Una tesi che adesso Giorgio Napolitano smentisce decisamente con una nota ufficiale nella quale afferma che “l’ex premier rassegnò le dimissioni liberamente e responsabilmente con la motivazione di “eventi politico-parlamentari italiani”; Il presidente della Repubblica non è mai venuto a conoscenza di “pressioni e coartazioni” nei confronti di Silvio Berlusconi nei momenti e nei luoghi evocati da Geithner; gli episodi rivelati dall’ex segretario di Stato Usa sono relativi a riunioni, tenutesi nell’autunno del 2011, consessi europei e internazionali cui il presidente della Repubblica – al pari degli altri capi di Stato non dotati di poteri esecutivi – non aveva titolo a partecipare e non partecipò.”
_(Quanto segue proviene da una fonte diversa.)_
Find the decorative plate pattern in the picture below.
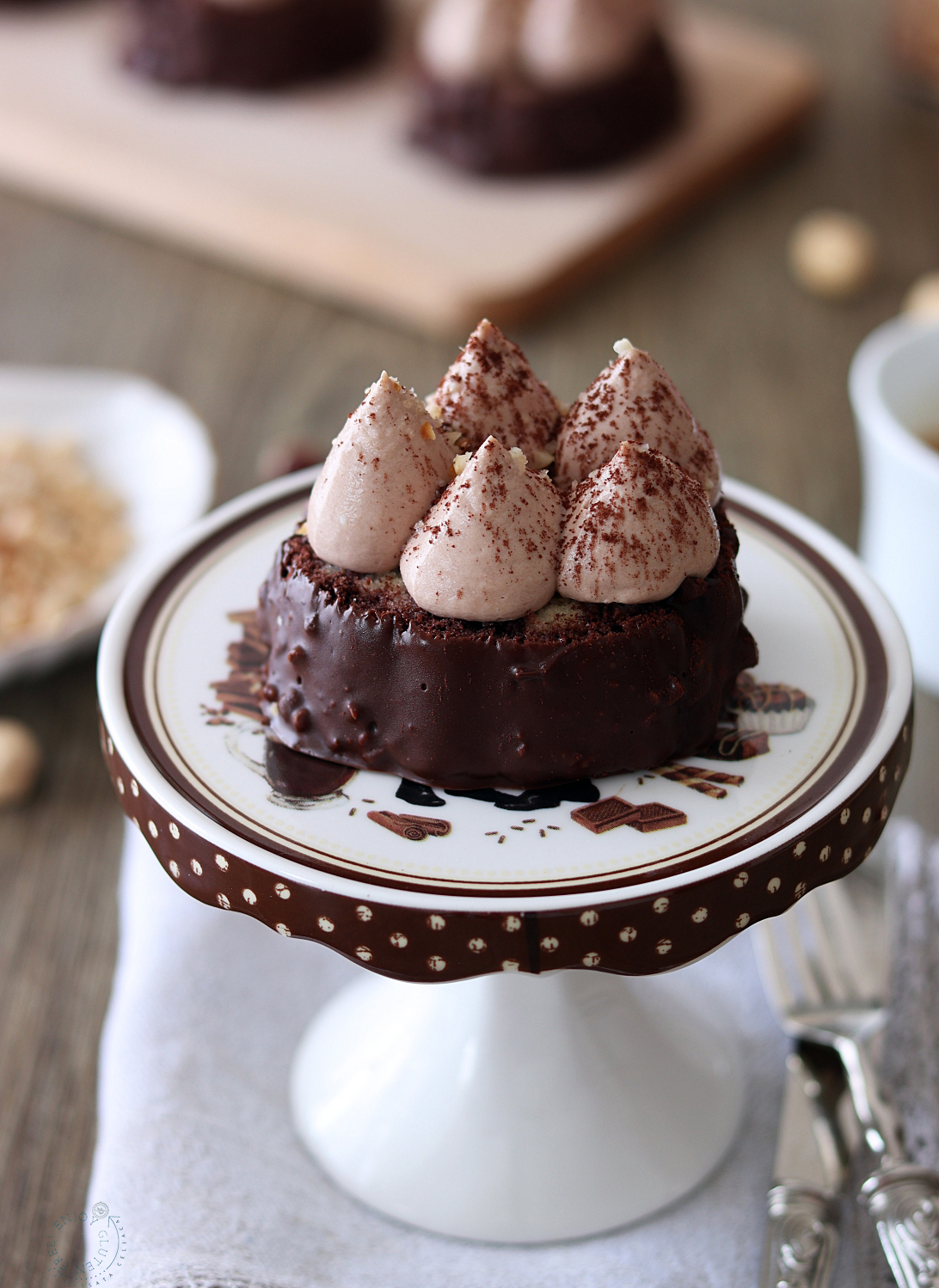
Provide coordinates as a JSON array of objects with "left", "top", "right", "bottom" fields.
[{"left": 99, "top": 478, "right": 912, "bottom": 980}]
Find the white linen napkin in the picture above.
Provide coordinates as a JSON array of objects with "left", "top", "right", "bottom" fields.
[{"left": 86, "top": 825, "right": 939, "bottom": 1288}]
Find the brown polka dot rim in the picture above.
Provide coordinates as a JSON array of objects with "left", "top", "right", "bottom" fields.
[{"left": 99, "top": 478, "right": 912, "bottom": 980}]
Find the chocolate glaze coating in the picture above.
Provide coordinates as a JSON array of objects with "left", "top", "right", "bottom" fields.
[
  {"left": 411, "top": 32, "right": 683, "bottom": 174},
  {"left": 259, "top": 505, "right": 758, "bottom": 788},
  {"left": 124, "top": 0, "right": 385, "bottom": 89}
]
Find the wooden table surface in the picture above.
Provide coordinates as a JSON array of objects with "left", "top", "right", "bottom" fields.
[{"left": 0, "top": 0, "right": 939, "bottom": 1288}]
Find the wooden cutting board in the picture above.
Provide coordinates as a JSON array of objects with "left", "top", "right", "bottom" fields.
[{"left": 0, "top": 3, "right": 819, "bottom": 334}]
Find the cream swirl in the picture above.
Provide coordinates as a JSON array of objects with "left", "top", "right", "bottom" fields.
[
  {"left": 427, "top": 318, "right": 561, "bottom": 469},
  {"left": 401, "top": 438, "right": 562, "bottom": 623},
  {"left": 555, "top": 340, "right": 720, "bottom": 505},
  {"left": 519, "top": 0, "right": 658, "bottom": 89},
  {"left": 307, "top": 371, "right": 455, "bottom": 572},
  {"left": 417, "top": 0, "right": 660, "bottom": 89},
  {"left": 417, "top": 0, "right": 525, "bottom": 81},
  {"left": 558, "top": 443, "right": 720, "bottom": 604}
]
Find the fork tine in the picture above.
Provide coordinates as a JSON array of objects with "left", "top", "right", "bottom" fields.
[{"left": 752, "top": 921, "right": 796, "bottom": 1015}]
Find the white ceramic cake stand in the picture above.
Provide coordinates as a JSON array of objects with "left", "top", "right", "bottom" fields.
[{"left": 99, "top": 475, "right": 912, "bottom": 1242}]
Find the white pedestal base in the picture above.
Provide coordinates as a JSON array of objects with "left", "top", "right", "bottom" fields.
[{"left": 292, "top": 971, "right": 743, "bottom": 1243}]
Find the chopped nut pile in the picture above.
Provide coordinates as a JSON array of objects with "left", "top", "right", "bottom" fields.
[{"left": 0, "top": 432, "right": 130, "bottom": 647}]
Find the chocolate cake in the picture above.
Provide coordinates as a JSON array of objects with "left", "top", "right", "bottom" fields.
[
  {"left": 124, "top": 0, "right": 385, "bottom": 89},
  {"left": 411, "top": 32, "right": 681, "bottom": 175},
  {"left": 412, "top": 0, "right": 683, "bottom": 175},
  {"left": 259, "top": 320, "right": 756, "bottom": 788},
  {"left": 259, "top": 504, "right": 756, "bottom": 788}
]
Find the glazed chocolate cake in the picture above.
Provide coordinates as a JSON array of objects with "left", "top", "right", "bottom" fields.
[
  {"left": 261, "top": 505, "right": 756, "bottom": 788},
  {"left": 412, "top": 0, "right": 683, "bottom": 175},
  {"left": 259, "top": 321, "right": 756, "bottom": 791},
  {"left": 124, "top": 0, "right": 385, "bottom": 89}
]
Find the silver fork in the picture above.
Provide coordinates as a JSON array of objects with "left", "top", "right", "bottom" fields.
[{"left": 753, "top": 876, "right": 939, "bottom": 1288}]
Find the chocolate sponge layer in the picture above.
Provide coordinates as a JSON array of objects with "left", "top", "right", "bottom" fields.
[
  {"left": 259, "top": 505, "right": 758, "bottom": 788},
  {"left": 122, "top": 0, "right": 386, "bottom": 89}
]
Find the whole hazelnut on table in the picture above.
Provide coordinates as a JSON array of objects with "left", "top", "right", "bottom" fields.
[
  {"left": 903, "top": 273, "right": 939, "bottom": 322},
  {"left": 0, "top": 719, "right": 42, "bottom": 807},
  {"left": 787, "top": 210, "right": 877, "bottom": 299}
]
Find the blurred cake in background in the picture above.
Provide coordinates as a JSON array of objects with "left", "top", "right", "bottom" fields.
[
  {"left": 414, "top": 0, "right": 681, "bottom": 174},
  {"left": 125, "top": 0, "right": 386, "bottom": 89}
]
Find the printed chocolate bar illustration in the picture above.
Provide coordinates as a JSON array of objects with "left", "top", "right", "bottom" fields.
[
  {"left": 647, "top": 761, "right": 743, "bottom": 801},
  {"left": 571, "top": 796, "right": 688, "bottom": 836}
]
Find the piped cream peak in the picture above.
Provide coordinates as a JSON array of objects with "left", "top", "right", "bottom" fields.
[
  {"left": 555, "top": 340, "right": 721, "bottom": 505},
  {"left": 401, "top": 437, "right": 562, "bottom": 623},
  {"left": 558, "top": 443, "right": 720, "bottom": 604},
  {"left": 307, "top": 371, "right": 455, "bottom": 573},
  {"left": 427, "top": 318, "right": 561, "bottom": 469}
]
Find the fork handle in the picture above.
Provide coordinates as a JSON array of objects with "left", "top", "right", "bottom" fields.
[
  {"left": 861, "top": 1163, "right": 939, "bottom": 1288},
  {"left": 760, "top": 1184, "right": 838, "bottom": 1288}
]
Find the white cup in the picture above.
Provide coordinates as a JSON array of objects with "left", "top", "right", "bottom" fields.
[{"left": 848, "top": 318, "right": 939, "bottom": 694}]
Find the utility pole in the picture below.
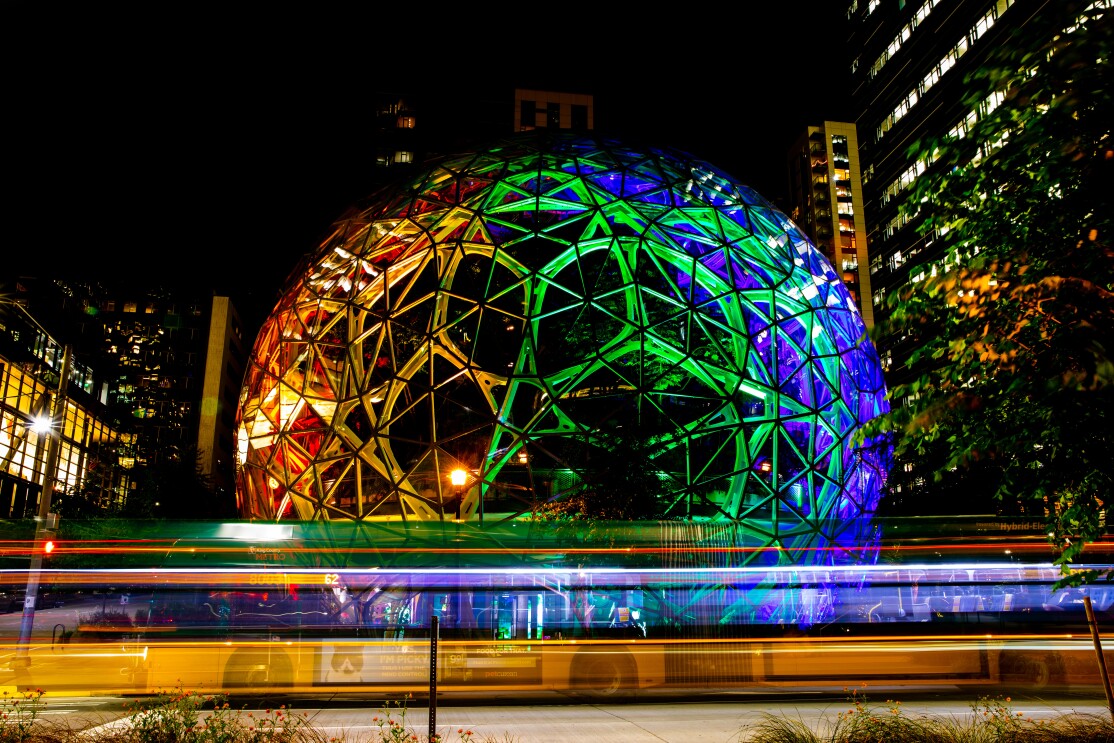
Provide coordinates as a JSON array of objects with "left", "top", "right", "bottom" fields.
[{"left": 17, "top": 344, "right": 74, "bottom": 662}]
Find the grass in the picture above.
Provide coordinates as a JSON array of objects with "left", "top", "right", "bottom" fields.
[
  {"left": 0, "top": 687, "right": 1114, "bottom": 743},
  {"left": 0, "top": 687, "right": 518, "bottom": 743},
  {"left": 740, "top": 690, "right": 1114, "bottom": 743}
]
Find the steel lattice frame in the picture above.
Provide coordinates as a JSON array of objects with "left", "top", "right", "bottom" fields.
[{"left": 237, "top": 134, "right": 888, "bottom": 561}]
Ora che non abbia partecipato a riunioni può anche starci. Che non fosse informato dei fatti, ci sta molto, ma molto meno.
La manovra per cambiare governo in italia nel 2011 fu ordita negli ambienti internazionali con l’accordo dei cosiddetti poteri forti italiani. Che di tale manovra non fosse stato messo al corrente il Capo dello Stato non appare assolutamente credibile. Che tale manovra il Capo dello Stato non abbia neppure minimamente cercato di fermare o impedire appare, alla luce dei fatti, altrettanto evidente.
Fu lui a nominare all’improvviso senatore a vita quel Mario Monti tanto gradito in ambito internazionale: Così facendo inviò un preciso segnale all’interno e all’esterno del Paese. All’interno per dire chiaro e forte che era giunto il tempo che Berlusconi andasse a casa, all’esterno per far capire che aveva recepito il messaggio e che si stava attivamente adoperando per dargli attuazione.
Al di là di ogni smentita o nota ufficiale quirinalizia la realtà è che Giorgio Napolitano fu parte integrante e sostanziale di quella manovra decisa in alcuni ambienti nazionali e internazionali volta a sovvertire il governo nazionale legittimamente in carica.
Tutto il resto è aria fritta.
Ce ne sarebbe abbastanza, se fossimo un Paese serio con un briciolo di dignità e di consapevolezza di Stato di diritto, per mettere sotto inchiesta il Capo dello Stato e destituirlo una volta ricostruita tutta la realtà dei fatti.